Salí corriendo del consultorio con el corazón a punto de estallar. No podía respirar, no podía pensar. Las palabras del médico retumbaban en mi cabeza como una maldición:
**"Estás embarazada."**
Mis piernas me fallaban. La vista se me nubló por las lágrimas. **No, no podía ser. No ahora. No así.** Me apoyé contra una pared fría del pasillo, encorvada, como si todo el peso del mundo me aplastara.
—¡Ana! —la voz de Mathias me alcanzó antes que sus pasos—. ¡Ana, espera!
Me tomó del brazo con suavidad, pero con firmeza. Me obligó a voltear. Vi en sus ojos algo que no esperaba: **seriedad absoluta**.

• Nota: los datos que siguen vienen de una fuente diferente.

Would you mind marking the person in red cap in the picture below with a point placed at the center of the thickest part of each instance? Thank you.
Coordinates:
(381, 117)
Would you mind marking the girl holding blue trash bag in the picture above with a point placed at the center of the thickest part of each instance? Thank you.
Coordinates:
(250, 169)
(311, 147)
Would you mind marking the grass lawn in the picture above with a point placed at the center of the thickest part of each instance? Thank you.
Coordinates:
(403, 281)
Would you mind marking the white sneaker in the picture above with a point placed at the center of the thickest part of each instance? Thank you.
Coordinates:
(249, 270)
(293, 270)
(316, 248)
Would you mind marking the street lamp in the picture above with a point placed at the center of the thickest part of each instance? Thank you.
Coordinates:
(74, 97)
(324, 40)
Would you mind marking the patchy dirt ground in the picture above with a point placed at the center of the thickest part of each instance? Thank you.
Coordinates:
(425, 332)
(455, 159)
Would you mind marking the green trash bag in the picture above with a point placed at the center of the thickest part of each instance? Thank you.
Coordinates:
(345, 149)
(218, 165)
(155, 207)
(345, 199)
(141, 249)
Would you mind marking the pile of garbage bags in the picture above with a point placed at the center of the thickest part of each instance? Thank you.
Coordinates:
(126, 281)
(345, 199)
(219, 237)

—Vamos a hablar claro —me dijo con voz tensa—. *Digamos que es mío.* ¿Está bien? Ana, yo me haré cargo de ti y del bebé. De todo. De lo que sea. Tu dignidad no puede irse por el suelo. *Tú no puedes irte por el suelo*. No después de todo lo que has vivido.
Lo miré como si hablara otro idioma. Mi boca se abrió, pero no pude hablar. Solo lloré. Como una niña perdida. Como una mujer rota.